Verses 28-32: "When He came to the other side into the country of the Gadarenes, two men who were demon-possessed met Him as they were coming out of the tombs. They were so extremely violent that no one could pass by that way. 29 And they cried out, saying, 'What business do we have with each other, Son of God? Have You come here to torment us before the time?' 30 Now there was a herd of many swine feeding at a distance from them. 31 The demons began to entreat Him, saying, 'If You are going to cast us out, send us into the herd of swine.' 32 And He said to them, 'Go!' And they came out and went into the swine, and the whole herd rushed down the steep bank into the sea and perished in the waters." This incident, or one like it, is also seen in places like Mark 5:1. In that place, ONE demon-possessed Gadarene was described, but here we have two. Mark was the young man who later followed Paul and Barnabas, and heard about these things, whereas Matthew was closer to these events. Also, there may well have been more than one event because, as you may have noticed, the Lord tends to allow certain things over-and-over in our lives, until we finally understand. I was teaching a Bible study some years ago, and said something that troubled a young man in attendance. He covered his ears and shouted almost exactly the words of Verse 29: "Have you come to torment us before the time?" Not much has changed in 2000 years.

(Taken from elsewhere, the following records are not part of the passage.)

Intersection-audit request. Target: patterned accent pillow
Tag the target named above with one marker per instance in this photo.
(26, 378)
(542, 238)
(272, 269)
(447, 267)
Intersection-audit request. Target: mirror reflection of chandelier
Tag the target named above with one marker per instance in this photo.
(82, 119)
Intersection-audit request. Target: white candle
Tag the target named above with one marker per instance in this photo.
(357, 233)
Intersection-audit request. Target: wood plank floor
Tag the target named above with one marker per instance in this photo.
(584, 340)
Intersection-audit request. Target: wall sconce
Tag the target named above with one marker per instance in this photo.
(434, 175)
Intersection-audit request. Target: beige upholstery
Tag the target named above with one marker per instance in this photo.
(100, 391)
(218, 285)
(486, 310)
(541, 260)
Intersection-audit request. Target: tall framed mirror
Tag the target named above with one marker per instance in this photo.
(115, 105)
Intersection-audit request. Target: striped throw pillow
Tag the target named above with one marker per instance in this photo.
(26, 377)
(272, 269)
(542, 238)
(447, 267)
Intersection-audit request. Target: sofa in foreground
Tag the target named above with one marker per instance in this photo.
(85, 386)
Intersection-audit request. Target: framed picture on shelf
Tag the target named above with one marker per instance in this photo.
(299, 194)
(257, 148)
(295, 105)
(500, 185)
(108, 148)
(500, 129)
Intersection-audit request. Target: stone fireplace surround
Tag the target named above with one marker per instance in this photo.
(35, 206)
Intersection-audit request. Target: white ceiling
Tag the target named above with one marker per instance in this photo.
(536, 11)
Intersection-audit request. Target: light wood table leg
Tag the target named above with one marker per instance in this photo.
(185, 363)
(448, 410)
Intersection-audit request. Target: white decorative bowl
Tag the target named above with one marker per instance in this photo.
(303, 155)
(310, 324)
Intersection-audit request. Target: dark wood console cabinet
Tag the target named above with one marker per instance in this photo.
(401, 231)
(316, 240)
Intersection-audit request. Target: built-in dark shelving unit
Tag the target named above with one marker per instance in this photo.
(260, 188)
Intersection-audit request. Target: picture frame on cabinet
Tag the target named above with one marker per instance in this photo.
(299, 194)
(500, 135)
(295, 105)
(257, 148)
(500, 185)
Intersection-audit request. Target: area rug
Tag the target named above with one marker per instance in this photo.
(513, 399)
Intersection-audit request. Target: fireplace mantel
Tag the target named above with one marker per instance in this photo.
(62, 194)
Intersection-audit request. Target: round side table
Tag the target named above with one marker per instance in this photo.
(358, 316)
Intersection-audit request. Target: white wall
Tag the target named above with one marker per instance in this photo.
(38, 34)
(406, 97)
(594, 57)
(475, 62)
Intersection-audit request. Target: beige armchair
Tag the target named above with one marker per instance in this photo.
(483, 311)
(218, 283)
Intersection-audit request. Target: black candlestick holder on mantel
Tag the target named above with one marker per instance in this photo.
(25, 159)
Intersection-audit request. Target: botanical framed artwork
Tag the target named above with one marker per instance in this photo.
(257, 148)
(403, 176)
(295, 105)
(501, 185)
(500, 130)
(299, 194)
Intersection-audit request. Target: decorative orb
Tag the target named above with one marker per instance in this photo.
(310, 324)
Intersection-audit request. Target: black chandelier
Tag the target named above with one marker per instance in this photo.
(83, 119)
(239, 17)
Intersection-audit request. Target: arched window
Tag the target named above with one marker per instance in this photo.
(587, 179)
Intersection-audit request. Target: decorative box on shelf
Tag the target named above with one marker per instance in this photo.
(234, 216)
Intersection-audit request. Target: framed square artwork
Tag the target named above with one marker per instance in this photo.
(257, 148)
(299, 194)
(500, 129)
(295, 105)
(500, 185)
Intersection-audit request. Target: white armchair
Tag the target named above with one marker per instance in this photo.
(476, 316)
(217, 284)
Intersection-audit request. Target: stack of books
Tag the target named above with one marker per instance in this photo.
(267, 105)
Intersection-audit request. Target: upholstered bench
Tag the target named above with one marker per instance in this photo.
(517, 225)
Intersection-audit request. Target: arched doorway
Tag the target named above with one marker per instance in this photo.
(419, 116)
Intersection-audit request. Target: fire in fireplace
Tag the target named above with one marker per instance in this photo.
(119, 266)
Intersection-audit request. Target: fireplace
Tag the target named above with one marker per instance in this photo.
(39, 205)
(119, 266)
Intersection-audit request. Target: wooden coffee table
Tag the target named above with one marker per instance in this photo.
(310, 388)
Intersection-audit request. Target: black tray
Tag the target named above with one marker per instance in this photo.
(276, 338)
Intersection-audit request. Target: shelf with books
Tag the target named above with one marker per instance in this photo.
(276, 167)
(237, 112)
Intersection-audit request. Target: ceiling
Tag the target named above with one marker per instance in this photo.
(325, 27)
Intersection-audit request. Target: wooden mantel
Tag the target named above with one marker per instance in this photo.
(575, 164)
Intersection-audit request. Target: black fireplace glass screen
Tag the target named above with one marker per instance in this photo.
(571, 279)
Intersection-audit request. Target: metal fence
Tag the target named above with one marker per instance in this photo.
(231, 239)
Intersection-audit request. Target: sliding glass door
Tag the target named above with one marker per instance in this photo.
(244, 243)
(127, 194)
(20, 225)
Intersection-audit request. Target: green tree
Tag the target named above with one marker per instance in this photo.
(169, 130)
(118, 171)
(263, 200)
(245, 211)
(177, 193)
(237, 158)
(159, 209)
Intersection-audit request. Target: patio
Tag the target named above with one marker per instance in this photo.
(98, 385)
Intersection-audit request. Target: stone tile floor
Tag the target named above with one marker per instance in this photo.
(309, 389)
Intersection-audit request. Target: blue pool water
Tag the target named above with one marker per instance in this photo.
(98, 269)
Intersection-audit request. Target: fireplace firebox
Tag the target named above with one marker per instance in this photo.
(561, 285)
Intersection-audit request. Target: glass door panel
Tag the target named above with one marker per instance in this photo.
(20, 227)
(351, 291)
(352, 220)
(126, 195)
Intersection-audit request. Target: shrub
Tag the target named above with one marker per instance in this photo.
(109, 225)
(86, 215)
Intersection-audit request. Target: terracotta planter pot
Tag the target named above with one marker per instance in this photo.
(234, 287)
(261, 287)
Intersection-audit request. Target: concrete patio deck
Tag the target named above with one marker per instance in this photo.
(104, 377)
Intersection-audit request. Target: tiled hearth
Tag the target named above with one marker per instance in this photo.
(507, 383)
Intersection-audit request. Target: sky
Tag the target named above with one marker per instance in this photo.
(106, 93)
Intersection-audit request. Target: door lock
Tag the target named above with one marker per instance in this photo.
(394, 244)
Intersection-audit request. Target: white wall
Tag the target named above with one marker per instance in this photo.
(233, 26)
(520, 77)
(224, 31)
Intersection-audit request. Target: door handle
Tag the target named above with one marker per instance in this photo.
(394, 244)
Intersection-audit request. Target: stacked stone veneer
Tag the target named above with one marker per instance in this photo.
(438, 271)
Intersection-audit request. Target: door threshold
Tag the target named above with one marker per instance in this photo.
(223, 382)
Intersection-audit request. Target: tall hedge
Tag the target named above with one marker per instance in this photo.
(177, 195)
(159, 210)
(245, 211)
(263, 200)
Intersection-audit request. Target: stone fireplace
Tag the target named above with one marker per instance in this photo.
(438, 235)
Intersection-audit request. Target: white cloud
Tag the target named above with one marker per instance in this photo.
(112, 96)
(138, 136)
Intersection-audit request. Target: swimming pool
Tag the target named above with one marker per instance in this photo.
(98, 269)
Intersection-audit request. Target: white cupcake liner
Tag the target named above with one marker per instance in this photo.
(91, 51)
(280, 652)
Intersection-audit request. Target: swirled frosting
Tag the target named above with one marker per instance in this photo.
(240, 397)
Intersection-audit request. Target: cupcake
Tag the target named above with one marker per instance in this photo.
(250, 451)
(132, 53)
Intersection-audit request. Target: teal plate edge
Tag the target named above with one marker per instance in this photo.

Verses 33-34: "The herdsmen ran away, and went to the city and reported everything, including what had happened to the demoniacs. 34 And behold, the whole city came out to meet Jesus; and when they saw Him, they implored Him to leave their region." They were concerned about economic loss from the destruction of pigs. Similar events occurred in Mark 5, ending with the decision of the populace that Jesus should go away, except that Jesus told the formerly demon-possessed man (who wanted to go with Him), to stay where he was and tell people what happened. That's what witnessing is all about, by the way: It's not so much that we share complex theological arguments with others, though God sometimes will lead us to do that—it's actually very important to share what God has done for us. The man did stay, as seen in Mark 5:20, "and began to proclaim... how much Jesus had done for him, and everyone marveled." Are you willing to share what Jesus has done for you?
Father, I see Your hand in my life, and I am willing to trust in You, more than my circumstances, my livelihood, and my reputation. I trust in You, Lord. Where You lead me, I will follow. In Jesus Name. Amen.